Le portrait est au centre de l’œuvre de Peter Hujar. Dans son studio au-dessus d’un théâtre de l’East Village au sud de Manhattan, il photographie l’intimité de sujets d’une extrême sensibilité qui s’aventurent jusqu’à l’extrême, voire la mort comme Candy Darling photographiée sur son lit de mort en 1973. La plupart de ses modèles ne sont pas connus, mais ils montrent tous une grande force de caractère.
La plupart des clichés sont posés avec une collaboration étroite entre le photographe et le modèle qui se met en scène devant l’objectif. Certains comme Cockette John Rothermell ou Beauregard se déguisaient ou utilisaient des accessoires.

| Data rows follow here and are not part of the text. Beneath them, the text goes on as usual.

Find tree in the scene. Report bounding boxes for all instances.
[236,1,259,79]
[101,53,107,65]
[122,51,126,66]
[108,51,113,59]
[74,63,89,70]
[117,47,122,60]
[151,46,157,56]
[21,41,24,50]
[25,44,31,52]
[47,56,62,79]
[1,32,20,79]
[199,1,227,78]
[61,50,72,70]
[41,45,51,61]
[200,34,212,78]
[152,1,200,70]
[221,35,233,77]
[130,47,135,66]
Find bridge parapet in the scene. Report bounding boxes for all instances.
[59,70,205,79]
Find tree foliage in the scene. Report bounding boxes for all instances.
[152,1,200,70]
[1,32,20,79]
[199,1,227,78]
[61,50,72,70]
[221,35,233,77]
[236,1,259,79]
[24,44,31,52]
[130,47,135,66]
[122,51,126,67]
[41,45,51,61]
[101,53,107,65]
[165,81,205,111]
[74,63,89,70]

D’autres se dévoilent dans leur plus simple appareil et expriment leur personnalité par la posture ou l’expression du visage.
Le corps nu est une grande source d’inspiration pour Peter Hujar qui pense que le corps en dit autant que le visage. A l’inverse de ce que l’on a l’habitude de représenter en nu, la plupart de ses modèles sont des hommes. Il ne veut pas présenter des corps idéalisés. Il les photographie sous toutes leurs formes, jeunes ou vieux, lisses ou marqués, dans des positions naturelles ou au contraire sophistiquée comme les images de Gary Schneider en contorsion. Ces derniers clichés réalisés en 1979 renvoient d’ailleurs de manière étonnante à ceux présentés, au festival Circulation(s) 2018 au Centquatre, par la jeune photographe Chloe Rosser qui quelque part s’inscrit dans son héritage.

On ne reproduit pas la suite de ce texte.